Die Iraker selbst sind von Sicherheit und Demokratie entfernter denn je. Mit drei Offensiven versucht die US-Armee dieser Tage, wieder Herr der Dinge im Irak zu werden. Die »Operation Speer« konzentriert sich auf den äußersten Westen der Provinz Anbar, speziell die Grenzregion zu Syrien; mit der »Operation Dolch« gehen US-Truppen nach eigenen Angaben gegen Ausbildungs- und Waffenlager in einem Sumpfgebiet am Tharthar-See nordwestlich von Bagdad vor; »Operation Weißes Schild« schließlich konzentriert sich auf den Zentral- und Südirak.

In diesem Monat erschienen gleich mehrere Berichte von UN- und Menschenrechtsorganisationen, die allesamt ein verheerendes Bild von den Verhältnissen im Irak seit Bushs Machtübernahme in Bagdad zeichnen. Eindringlich warnte das UN-Entwicklungsprogramm (UNDP) in einer Studie, wie dramatisch sich die Lebensbedingungen seit Kriegsbeginn verschlechtert haben (siehe jW vom 18./19. Juni).

Der am 7. Juni präsentierte Quartalsbericht von UN-Generalsekretär Kofi Annan warnte ebenso wie die Analysen von Amnesty International und des Internationalen Komitees vom Roten Kreuz (IKRK) vor Justizwillkür: Danach sind im Irak mehrere tausend Menschen widerrechtlich eingesperrt, ohne Rechtsbeistand und die Möglichkeit, sich vor Gericht zu rechtfertigen. Die US-Truppen und irakische Einheiten werden für die Anwendung »exzessiver Gewalt« an Checkpoints sowie bei Hausdurchsuchungen scharf kritisiert.


Die gefürchtete Polizei

Neben den regulären Armeen und Polizeikräften im Dienste der US-Besatzer sind unter der Ägide von Expremier Ijad Allawi zudem mehrere paramilitärische Einheiten aufgebaut worden. Die wichtigsten dabei sind die »Special Police Commandos« (SPC), die stark an die rechten kolumbianischen Todesschwadronen erinnern (siehe dazu junge Welt vom 19.5.2005). Pate beim Aufbau standen US-Berater, die in Süd- und Mittelamerika Erfahrungen im »schmutzigen Krieg« gegen Befreiungsbewegungen gesammelt hatten.
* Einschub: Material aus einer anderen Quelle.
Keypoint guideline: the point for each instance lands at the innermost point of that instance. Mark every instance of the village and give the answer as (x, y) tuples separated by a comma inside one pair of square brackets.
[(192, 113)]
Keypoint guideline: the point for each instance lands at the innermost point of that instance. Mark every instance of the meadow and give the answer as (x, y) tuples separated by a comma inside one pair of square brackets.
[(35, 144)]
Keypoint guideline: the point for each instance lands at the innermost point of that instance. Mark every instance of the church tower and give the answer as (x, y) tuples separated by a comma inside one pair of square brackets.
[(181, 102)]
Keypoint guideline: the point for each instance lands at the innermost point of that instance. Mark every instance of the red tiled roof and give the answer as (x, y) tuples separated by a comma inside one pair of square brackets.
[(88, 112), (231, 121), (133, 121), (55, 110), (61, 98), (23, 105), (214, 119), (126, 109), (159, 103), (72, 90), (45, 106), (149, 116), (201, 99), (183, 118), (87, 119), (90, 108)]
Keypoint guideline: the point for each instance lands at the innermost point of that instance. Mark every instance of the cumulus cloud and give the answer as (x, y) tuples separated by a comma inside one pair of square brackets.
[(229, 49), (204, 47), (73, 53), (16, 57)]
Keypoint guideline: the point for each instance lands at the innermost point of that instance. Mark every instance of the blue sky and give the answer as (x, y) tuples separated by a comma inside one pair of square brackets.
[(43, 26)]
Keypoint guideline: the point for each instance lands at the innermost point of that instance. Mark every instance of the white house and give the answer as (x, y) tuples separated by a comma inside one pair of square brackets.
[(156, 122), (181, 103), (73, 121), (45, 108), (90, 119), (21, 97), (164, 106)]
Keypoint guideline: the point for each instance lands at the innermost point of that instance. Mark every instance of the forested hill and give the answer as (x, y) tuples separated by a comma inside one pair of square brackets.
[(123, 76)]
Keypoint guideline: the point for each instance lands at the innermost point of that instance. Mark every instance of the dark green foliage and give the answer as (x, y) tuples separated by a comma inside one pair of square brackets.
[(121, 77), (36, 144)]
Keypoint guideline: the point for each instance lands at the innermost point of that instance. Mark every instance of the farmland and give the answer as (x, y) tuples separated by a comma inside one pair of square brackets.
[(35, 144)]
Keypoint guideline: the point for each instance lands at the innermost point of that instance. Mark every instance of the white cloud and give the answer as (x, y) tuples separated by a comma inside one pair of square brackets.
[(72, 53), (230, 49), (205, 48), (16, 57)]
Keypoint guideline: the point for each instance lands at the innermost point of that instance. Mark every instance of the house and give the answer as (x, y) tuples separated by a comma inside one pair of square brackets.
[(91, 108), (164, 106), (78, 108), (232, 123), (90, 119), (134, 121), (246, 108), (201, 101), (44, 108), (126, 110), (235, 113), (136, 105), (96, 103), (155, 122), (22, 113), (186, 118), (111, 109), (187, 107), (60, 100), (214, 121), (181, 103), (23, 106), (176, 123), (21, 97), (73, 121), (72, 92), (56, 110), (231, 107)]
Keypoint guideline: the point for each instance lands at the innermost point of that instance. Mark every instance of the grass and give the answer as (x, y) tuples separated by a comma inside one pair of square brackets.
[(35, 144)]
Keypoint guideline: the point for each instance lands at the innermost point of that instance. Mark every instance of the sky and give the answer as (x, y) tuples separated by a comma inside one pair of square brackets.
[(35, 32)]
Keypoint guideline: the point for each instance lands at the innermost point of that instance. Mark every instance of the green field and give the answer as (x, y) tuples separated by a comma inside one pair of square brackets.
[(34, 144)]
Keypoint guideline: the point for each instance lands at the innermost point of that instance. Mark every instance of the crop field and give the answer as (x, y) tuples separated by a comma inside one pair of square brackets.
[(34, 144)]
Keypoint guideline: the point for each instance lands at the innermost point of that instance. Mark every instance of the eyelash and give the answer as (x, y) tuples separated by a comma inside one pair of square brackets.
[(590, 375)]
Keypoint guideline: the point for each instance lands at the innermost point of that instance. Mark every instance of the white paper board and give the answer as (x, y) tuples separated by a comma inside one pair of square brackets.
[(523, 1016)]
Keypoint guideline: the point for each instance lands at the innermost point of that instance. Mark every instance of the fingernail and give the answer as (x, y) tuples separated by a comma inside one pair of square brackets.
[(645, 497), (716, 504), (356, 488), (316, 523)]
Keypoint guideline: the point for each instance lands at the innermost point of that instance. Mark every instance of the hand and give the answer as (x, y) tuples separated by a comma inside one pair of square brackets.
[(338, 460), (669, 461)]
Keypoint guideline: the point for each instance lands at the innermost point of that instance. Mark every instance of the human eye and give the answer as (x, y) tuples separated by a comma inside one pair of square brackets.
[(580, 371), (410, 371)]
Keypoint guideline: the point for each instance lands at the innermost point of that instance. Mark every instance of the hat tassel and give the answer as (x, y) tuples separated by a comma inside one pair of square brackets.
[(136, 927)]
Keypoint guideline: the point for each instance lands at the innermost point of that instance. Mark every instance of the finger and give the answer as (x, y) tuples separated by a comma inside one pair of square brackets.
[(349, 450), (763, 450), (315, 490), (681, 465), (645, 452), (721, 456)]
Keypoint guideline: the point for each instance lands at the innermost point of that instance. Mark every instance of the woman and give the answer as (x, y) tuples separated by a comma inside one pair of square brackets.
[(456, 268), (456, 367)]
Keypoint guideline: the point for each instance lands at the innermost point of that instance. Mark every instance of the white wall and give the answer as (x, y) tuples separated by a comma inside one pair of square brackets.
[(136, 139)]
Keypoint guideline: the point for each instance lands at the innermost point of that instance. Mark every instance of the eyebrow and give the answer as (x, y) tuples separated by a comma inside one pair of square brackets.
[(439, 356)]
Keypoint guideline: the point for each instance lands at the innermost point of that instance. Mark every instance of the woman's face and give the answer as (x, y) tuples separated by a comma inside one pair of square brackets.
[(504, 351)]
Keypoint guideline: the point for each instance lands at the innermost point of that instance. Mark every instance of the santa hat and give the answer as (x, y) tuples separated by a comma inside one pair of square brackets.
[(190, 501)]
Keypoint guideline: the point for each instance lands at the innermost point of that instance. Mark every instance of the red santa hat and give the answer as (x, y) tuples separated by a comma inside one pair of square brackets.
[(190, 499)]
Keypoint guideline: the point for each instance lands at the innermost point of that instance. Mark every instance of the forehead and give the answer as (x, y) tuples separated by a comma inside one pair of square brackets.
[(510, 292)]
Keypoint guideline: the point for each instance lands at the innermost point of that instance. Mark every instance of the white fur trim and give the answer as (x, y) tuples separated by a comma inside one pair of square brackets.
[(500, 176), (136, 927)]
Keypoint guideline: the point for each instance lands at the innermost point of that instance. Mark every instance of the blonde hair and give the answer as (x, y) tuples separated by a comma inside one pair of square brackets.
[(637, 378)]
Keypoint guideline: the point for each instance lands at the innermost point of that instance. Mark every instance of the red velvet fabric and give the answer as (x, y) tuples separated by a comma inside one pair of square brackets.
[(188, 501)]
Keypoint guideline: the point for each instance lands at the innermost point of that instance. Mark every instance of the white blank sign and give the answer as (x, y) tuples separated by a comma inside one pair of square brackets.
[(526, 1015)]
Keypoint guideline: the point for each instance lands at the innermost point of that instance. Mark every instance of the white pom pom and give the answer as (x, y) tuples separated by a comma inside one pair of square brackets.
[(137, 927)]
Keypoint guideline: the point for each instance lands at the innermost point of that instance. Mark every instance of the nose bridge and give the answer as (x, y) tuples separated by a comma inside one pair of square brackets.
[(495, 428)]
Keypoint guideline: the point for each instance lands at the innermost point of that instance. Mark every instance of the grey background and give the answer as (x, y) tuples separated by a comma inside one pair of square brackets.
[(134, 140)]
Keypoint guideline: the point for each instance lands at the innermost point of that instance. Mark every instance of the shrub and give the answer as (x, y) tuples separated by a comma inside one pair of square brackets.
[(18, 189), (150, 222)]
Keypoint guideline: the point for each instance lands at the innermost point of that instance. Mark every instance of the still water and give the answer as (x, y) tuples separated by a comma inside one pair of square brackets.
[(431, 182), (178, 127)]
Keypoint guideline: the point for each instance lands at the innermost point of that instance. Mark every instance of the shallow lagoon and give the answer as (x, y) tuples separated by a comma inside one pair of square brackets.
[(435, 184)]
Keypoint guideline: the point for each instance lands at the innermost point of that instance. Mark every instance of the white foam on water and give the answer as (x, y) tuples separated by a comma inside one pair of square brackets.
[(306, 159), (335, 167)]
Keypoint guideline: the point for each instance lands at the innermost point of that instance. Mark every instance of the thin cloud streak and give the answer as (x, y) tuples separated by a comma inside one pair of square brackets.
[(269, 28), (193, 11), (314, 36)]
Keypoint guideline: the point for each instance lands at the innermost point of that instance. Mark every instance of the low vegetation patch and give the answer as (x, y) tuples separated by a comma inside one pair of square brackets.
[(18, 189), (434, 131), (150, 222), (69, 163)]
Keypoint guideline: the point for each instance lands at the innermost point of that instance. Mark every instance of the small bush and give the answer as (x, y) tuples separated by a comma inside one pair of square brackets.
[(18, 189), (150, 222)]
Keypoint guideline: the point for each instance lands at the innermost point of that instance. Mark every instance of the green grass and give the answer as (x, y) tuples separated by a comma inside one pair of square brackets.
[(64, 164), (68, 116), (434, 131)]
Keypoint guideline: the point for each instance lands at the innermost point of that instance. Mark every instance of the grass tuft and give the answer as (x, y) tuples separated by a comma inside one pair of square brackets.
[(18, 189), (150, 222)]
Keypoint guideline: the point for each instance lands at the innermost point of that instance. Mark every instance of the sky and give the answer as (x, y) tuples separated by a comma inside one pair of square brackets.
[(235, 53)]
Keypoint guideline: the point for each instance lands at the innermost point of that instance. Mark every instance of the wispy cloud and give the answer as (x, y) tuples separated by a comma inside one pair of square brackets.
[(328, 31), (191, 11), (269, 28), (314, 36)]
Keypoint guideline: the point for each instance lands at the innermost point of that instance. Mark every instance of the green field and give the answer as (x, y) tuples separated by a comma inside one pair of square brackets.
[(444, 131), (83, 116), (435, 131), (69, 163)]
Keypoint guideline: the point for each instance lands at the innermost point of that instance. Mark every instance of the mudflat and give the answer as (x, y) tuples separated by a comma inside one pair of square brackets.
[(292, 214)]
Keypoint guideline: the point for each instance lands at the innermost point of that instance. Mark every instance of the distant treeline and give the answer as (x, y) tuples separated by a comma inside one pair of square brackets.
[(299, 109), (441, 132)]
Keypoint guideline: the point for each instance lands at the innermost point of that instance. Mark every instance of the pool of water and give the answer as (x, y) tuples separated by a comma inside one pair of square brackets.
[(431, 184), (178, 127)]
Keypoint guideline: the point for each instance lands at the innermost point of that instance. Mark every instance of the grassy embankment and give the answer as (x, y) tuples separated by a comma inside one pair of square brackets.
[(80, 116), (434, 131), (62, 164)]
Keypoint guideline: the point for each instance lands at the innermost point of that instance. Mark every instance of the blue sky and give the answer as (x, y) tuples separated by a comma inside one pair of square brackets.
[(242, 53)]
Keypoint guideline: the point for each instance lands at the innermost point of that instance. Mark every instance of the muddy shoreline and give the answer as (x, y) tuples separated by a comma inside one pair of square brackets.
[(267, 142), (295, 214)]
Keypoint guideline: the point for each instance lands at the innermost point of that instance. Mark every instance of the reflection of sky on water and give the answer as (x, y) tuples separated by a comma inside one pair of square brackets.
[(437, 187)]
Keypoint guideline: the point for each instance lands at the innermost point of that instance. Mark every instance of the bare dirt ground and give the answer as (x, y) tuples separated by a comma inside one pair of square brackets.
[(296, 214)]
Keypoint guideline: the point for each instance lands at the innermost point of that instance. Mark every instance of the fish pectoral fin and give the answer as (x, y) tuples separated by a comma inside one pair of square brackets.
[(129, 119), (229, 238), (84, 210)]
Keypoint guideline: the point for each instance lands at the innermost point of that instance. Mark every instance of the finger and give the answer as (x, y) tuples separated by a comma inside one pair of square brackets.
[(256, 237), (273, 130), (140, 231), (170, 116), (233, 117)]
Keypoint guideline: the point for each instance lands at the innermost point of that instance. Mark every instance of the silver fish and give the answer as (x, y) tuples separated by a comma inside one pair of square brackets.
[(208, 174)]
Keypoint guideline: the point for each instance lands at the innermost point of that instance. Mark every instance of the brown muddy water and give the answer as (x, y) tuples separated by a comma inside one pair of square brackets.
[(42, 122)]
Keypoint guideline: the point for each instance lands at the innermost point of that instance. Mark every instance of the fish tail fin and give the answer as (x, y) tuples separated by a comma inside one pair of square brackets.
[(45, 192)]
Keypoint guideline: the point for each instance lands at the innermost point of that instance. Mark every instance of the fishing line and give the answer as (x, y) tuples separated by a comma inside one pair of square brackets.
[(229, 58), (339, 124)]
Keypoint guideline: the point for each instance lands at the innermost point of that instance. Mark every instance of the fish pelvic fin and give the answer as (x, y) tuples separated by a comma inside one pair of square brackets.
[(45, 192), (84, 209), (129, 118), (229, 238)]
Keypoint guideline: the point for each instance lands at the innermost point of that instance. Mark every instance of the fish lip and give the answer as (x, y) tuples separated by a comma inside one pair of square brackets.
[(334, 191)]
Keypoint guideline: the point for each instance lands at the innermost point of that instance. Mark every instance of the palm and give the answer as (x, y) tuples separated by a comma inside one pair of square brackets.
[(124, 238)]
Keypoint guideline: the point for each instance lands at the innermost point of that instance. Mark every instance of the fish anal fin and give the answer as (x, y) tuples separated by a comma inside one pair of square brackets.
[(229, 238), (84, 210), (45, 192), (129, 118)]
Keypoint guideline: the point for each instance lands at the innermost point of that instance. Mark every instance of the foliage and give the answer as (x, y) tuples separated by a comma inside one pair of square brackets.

Diese Milizen wurden schnell berüchtigt für ihre Brutalität. Und: Seit Aufstellung der Sonderpolizeieinheiten mußten zahlreiche Morde konstatiert werden – und ausgerechnet in den Gebieten, in denen die SPC operativ eingesetzt waren. Am deutlichsten wurde dies in der nordirakischen Stadt Mosul, wo die Todesschwadron seit Ende Oktober aktiv ist. Bei Razzien wurden dort Dutzende Männer im waffenfähigen Alter gefangengenommen. Augenzeugen berichteten, wie diese gefesselt und mit verbundenen Augen abgeführt und nicht wieder gesehen wurden. In den darauffolgenden Wochen wurden in der Region mehr als 150 Leichen von Männern gefunden, die meisten durch Kopfschuß exekutiert. Die US-Truppen behaupteten in ihren Kommuniquees, es würde sich um Angehörige der irakischen Hilfstruppen handeln. Doch trugen alle Opfer zivile Kleidung, und sie waren schwer zu identifizieren.

Ähnliche Vorfälle wurden aus der Gegend um Samarra sowie aus den Orten Suwayra, Mardaen und Al Kaim kurz nach Beginn der »US-Operation Blitz« gemeldet. In Bagdad führte eine Welle von Morden mittlerweile zu konkreten Anklagen gegen die neuen irakischen Sicherheitskräfte, insbesondere die SPC. Anfang Mai war in der irakischen Hauptstadt ein Massengrab mit 14 Toten gefunden worden. In diesem Fall konnten Familien die Opfer identifizieren. Allesamt waren sie Bauern, die bei einer Razzia auf einem Gemüsemarkt gefangengenommen worden waren.